Today is International Migratory Birds Day, and the Pacific is the place where some of the longest and most spectacular bird migrations take place, although many Pacific islanders these days may not be aware of migrant birds.

Most of the long-distance migrants in the Pacific are "waders", also called "shorebirds", although not all of them wade or live on the shore. Many of us are familiar with the Pacific Golden Plovers that visit our lawns and pastures, most of which have just left our islands to return to their breeding grounds in the Arctic of Alaska and far eastern Russia. They will be back in September, so they spend most of their lives on small Pacific islands, which they find again year after year after breeding in the far north.

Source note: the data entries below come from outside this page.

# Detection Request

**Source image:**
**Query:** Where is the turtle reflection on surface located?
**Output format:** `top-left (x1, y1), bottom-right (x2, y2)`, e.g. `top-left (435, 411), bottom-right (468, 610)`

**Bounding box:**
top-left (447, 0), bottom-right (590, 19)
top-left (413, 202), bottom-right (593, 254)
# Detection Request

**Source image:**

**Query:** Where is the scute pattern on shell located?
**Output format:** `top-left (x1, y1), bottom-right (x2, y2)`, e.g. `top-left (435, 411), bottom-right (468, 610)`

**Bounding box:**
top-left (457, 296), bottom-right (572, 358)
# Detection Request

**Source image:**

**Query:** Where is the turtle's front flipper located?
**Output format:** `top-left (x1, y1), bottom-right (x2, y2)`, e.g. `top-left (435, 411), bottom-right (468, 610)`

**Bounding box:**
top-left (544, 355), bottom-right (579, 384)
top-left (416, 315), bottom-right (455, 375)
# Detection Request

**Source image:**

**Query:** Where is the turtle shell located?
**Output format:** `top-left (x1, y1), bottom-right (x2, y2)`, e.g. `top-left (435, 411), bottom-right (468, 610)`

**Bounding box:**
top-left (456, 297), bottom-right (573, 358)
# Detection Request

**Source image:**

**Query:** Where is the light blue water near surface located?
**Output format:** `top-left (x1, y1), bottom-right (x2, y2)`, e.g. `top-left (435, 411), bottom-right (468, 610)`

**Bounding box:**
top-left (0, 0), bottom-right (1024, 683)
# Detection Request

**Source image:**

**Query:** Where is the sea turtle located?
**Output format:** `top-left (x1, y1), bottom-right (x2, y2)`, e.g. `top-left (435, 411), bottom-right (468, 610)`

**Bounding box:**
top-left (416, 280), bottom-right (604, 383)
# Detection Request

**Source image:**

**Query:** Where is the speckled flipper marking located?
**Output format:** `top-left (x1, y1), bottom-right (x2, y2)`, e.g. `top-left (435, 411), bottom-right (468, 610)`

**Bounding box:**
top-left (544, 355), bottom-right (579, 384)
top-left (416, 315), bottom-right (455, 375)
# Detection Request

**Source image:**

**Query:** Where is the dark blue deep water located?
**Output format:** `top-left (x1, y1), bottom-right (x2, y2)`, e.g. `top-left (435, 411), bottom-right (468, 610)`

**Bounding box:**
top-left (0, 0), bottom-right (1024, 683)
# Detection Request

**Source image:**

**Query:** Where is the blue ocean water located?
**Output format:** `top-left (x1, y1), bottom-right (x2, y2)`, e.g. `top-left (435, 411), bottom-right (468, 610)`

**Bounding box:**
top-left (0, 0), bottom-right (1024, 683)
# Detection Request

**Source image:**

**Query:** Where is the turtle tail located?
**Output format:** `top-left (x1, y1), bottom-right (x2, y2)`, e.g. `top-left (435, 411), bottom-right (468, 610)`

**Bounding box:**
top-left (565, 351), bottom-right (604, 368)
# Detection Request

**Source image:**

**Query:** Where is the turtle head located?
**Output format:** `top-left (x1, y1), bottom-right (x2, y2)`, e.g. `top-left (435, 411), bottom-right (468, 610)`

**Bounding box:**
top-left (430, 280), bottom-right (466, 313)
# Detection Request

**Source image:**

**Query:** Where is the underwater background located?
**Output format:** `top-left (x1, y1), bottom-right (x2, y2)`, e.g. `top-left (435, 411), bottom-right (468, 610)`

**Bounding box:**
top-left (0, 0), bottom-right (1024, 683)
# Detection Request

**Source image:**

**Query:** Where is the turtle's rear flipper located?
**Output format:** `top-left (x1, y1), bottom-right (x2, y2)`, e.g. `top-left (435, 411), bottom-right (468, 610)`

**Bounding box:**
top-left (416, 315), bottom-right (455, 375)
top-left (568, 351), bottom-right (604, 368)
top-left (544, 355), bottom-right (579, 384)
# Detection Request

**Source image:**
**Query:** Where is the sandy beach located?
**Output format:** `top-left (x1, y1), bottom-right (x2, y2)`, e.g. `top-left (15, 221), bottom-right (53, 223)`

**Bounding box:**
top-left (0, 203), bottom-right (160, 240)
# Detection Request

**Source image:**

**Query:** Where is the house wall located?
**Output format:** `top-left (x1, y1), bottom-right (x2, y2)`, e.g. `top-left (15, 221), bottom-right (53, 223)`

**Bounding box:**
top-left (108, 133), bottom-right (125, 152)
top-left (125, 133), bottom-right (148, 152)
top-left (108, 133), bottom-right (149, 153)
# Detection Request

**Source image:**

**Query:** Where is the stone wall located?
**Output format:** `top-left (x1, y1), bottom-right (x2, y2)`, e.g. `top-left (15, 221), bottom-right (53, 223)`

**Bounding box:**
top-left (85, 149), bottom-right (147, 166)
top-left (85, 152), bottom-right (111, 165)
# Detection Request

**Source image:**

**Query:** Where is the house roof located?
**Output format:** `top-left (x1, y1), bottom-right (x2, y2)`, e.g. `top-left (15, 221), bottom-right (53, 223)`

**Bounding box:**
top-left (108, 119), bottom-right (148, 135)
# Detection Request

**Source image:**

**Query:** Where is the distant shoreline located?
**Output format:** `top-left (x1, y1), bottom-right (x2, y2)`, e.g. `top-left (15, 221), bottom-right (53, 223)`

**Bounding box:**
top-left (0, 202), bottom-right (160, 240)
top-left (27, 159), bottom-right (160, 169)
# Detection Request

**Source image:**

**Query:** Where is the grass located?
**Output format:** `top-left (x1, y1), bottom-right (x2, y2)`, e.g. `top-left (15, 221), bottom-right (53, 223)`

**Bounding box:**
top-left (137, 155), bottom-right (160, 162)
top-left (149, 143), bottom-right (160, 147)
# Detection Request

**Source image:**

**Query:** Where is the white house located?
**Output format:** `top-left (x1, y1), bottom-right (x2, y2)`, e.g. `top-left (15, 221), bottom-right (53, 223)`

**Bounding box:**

The bird on your lawn this year was quite likely the same individual that was there the previous year, as they regularly go back to the same spot, not just the same island.

Although most of our migrants are shorebirds, not all are. The Long-tailed Cuckoo visits our islands in May-October to escape the winter in the south - it breeds in New Zealand in their summer. Hardly anyone in the Pacific islands knows this bird, as it spends most of its time hunting insects in vegetation, even though it has a striking screechy call and often calls at night.

Many of these Pacific migrants are still quite common, although most have seen population reductions due to habitat loss such as shoreline development. But some species are of global conservation concern, like our Bristle-thighed Curlew, which breeds only in a small area of western Alaska but spends most of the year, when it is not breeding, on the shorelines of Pacific islands, especially atolls, where it is often hunted by people. This bird should be left alone and valued as part of our Pacific heritage.

Celebrate International Migratory Birds Day all year round as they have been instrumental in shaping Pacific culture, traditions and identity.